A good friend and colleague reminded me earlier in the week about a blog I had written nearly nine years ago about Lloyd’s of London.  You may know the building: a Richard Rogers masterpiece which really does look like nothing else in the city and which famously displays its insides on the outside, so to speak. At the time, I had been struck how a strikingly modern exterior conceals a world that is profoundly Dickensian. The Lutine bell guarded by an assistant in his Victorian red jacket and top hat; a cabinet of Nelson memorabilia; a huge log recording ship losses in perfect ink calligraphy. And, around this museum-like core, a series of huge trading floors full of underwriters’ booths where brokers queued to place their risks face to face (or rather eyeball to nose as brokers sat two inches below underwriters to ensure the underwriters’ eye level was above that of the broker). I saw people carrying unfeasibly large bundles of paper (indeed, the more astute wheeled suitcases of the stuff) and risks were recorded not on a laptop or tablet but written on a chit of paper.

I had not realised it then, but this was a peculiarly liminal world.  An unsettling locale where the starkly modern mixed with the quaintly traditional.  And, so, surely a place of stories as well as transactions?  For here, what lay at the heart of business, was a reliance on face to face contact as the primary way of doing business. Some commentators have used the analogy of the bazaar to illuminate the workings of knowledge management and it was not a huge leap of the imagination to see the Lloyds trading floor as a more starchy, peculiarly British version of a Moroccan souk. Business was transacted via, and underpinned by, the knowledge and trust that evolves via a network of direct relationships enclosed in a defined physical space. It was a true market.

At the time, it was an exciting reminder that  KM  can be a messy, chaotic thing that happens when you put people together in one place and they talk, and they get to know each other and the knowledge they learn in the process is filtered by and developed in the context of what they feel about that person and the extent to which they trust them. Think of the way lawyers are trained: a trainee lawyer, like a medieval apprentice, “sits” with a principal which means they don’t just learn technical legal knowledge but a whole raft of other essential expertise from negotiation and client management to delegation and business development.
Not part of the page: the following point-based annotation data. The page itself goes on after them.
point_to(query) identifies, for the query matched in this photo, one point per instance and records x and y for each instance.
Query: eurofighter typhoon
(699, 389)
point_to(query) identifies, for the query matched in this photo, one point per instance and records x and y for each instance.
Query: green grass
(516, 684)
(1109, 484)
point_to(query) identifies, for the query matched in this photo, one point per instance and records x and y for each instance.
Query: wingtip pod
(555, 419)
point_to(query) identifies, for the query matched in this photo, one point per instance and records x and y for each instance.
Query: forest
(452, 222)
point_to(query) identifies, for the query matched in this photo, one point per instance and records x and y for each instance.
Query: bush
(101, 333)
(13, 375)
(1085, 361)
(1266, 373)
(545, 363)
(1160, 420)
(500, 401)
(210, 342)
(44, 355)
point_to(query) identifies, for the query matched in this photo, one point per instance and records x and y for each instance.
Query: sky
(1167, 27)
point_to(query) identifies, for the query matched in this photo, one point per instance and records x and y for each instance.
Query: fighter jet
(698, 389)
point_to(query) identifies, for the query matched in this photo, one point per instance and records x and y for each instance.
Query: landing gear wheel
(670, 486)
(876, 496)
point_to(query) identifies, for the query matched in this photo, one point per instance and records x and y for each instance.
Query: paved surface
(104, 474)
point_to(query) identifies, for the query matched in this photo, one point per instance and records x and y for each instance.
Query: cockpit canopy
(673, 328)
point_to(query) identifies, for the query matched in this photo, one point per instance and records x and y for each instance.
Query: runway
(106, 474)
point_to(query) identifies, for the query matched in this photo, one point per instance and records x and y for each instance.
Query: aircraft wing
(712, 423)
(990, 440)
And a fair amount may occur through pure osmosis rather than conscious tuition: the physical proximity of sharing an office together.  It may also involve stories – the unconscious recounting of examples, analogous situations – some mundane, some heroic, some minatory.

So maybe the lesson is for us to maximise opportunities for face-to-face contact, to facilitate the “osmotic moment”; but not in a mechanical prescribed way but by making it a natural part of working together and doing business.  And who knows what stories may emerge.